Le paradoxe : mieux comprendre ne signifie pas forcément moins d’effort d’écoute
C’est probablement l’un des résultats les plus intéressants à retenir.
Lorsque la voix cible et les sons concurrents sont séparés spatialement, la compréhension de la parole peut être facilitée. Ce phénomène est appelé spatial release from masking (SRM).
Les informations binaurales et spatiales peuvent notamment aider à mieux distinguer la cible des sons concurrents.
On pourrait donc imaginer une relation simple :
meilleure intelligibilité → moins d’effort.
Mais les données sont plus nuancées.
Une étude publiée en 2025 a étudié simultanément l’intelligibilité de la parole et l’effort d’écoute, mesuré par pupillométrie, chez 20 adultes normo-entendants. Les chercheurs ont comparé des situations où la parole cible et les sons concurrents étaient placés au même endroit ou séparés spatialement.
Résultat :
la séparation spatiale améliorait bien l’intelligibilité de la parole.
Mais elle ne s’accompagnait pas d’une diminution correspondante de l’effort mesuré par la dilatation pupillaire. Par ailleurs, l’effort augmentait lorsque le rapport signal/bruit devenait plus difficile. Les auteurs soulignent également la fiabilité limitée des mesures pupillométriques dans ce type de protocole.
Cela ne signifie pas que la séparation spatiale « ne sert à rien ».
Au contraire : elle améliore la compréhension dans les conditions étudiées.
Ce que l’étude montre surtout, c’est qu’on ne peut pas déduire automatiquement l’effort fourni à partir du seul niveau de compréhension.
Une personne peut mieux comprendre sans que cela signifie nécessairement qu’elle fournit moins d’effort.
C’est précisément ce qui rend la notion d’effort d’écoute intéressante : elle apporte une information différente de celle fournie par la seule performance.
Et dans les situations d’exposition au bruit ?
L’effort d’écoute et la prévention de l’exposition sonore sont deux sujets différents.
Mais dans certaines activités fortement exposées au bruit — concerts, chasse, sports mécaniques ou certains environnements professionnels — limiter l’exposition reste évidemment une question importante.
Les protections auditives sur mesure peuvent être adaptées aux contraintes de différentes activités et aux besoins de l’utilisateur.
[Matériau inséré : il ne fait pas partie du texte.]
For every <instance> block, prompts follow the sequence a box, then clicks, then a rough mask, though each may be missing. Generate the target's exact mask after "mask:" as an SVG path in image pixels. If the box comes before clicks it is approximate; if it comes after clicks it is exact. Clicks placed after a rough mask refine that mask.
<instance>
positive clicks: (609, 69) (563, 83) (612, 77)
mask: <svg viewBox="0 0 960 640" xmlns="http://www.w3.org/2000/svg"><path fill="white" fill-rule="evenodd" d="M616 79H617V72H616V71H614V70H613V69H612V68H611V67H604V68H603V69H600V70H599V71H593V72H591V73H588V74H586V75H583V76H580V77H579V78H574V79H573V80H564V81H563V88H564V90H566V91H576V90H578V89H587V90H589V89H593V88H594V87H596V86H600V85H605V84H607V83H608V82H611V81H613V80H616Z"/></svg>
L’objectif n’est donc pas de présenter la protection auditive comme une solution à l’effort d’écoute, mais comme un élément de prévention de l’exposition sonore.

Conclusion
Comprendre n’est qu’une partie de l’histoire
L’effort d’écoute rappelle qu’un résultat correct ne permet pas toujours de savoir comment ce résultat a été obtenu.
Deux personnes peuvent comprendre une même conversation avec une performance comparable, tout en mobilisant des ressources différentes.
Et même lorsqu’un environnement devient plus favorable à la compréhension, cela ne signifie pas automatiquement que l’effort diminue dans les mêmes proportions.
La question n’est donc plus seulement :
« Est-ce que la personne a compris ? »
Mais aussi :
« Dans quelles conditions a-t-elle réussi à comprendre ? »
Cette distinction permet de considérer l’écoute autrement : comme une performance, mais aussi comme un processus.
Pour aller plus loin :
L’effort d’écoute n’est qu’une des dimensions de la perception auditive. Les mécanismes binauraux, la spatialisation, le glimpsing, la réverbération ou encore la reconstruction d’informations manquantes participent eux aussi à la manière dont chacun perçoit une même scène sonore.